A short recount of the local food map since the early 20th century: in the beginning each ethnic group kept to its own food culture, steering clear from the suspicious unfamiliar, and associating food with identity. The fragrant tomato, addictive cottage cheese and Jaffa oranges became quintessential symbols of Israeli food, as did the falafel and now controversial Hummus. This was not only a far cry from a local cuisine, but, as per the ongoing and current hummus battle, their origins are unclear and have likely been adopted from elsewhere considering the ungraspable variety of possible sources.
During the 80s and 90s Israel was introduced to the pleasures of fine dining by a selection of classically trained and well traveled local chefs keen on creating a classic food experience with a taste of old Europe, mainly that of French cuisine, to this day fondly remembered for the explicit use of butter, and previously unheard of high quality ingredients flown from a far. This was novel and it tasted good, but it was anything but Israeli. Then everything went quiet. A period of hibernation commenced in which those classically trained chefs, each on their own, reconnected with their gastronomical roots and their mothers’ cooking, as well as embracing local ingredients and the readily available resource of local cuisines, traditions and recipes.
Metaphorically speaking, the ingredients were added to the pot decades ago, commencing a culinary meltdown and the emergence of a new Israeli cuisine that is based on the land, seasons, and the culinary treasures accumulated over centuries of endless roaming.

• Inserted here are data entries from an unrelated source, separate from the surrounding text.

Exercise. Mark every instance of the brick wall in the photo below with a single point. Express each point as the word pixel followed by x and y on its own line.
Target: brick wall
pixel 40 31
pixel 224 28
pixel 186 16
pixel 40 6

An excellent example is a red cabbage I recently enjoyed as a main course at a highly rated restaurant in Tel Aviv. Looking at the menu, one might have been fooled into thinking this was a canteen at the market, or a snack bar at a gas station. The recently opened ‘Abraxas Tzafon’ prides itself on simple food made from the freshest, (mostly) local ingredients. Literally.
This is fast food with a twist, as it is not fast and it is real food.
The tables here are dressed in brown recycled paper Instead of tablecloths. Advance preparation is kept to a minimum and the food is prepared to order. Only then will the pita bread be baked, the ripe tomatoes sliced, the kebabs chopped and the in house ketchup blended.
An entire cauliflower seasoned only with crushed salt arrived at the table, wrapped in parchment paper like a flower bouquet, all steaming and buttery. A Ruben sandwich tied like a small bundle was filled with a thrice- cooked corned beef, encased in toasted sourdough bread baked from a unique blend of 3 flours.
Only one dish can be crowned as a piece de resistance and much has been written about this one; a round glistening red cabbage shared the plate with no one, as it proudly stood alone in its entirety with no distractions or obstructions. Cooked for 6 hours in a ‘specific stock of root vegetables and 2 bones from a lamb’ the result was a rich, smoky, crumbling cabbage, succulent, rich and unapologetic as if to say ‘It is what it is’. And what a beautiful ‘is’ it was.
Who would have thought that a cabbage could prove a culinary experience so intense? This just might be the symbol of the zeitgeist in the Israeli food map; high quality seasonal ingredients celebrated for what they are with no noise and no frills. Their voice can now be heard in all its honesty.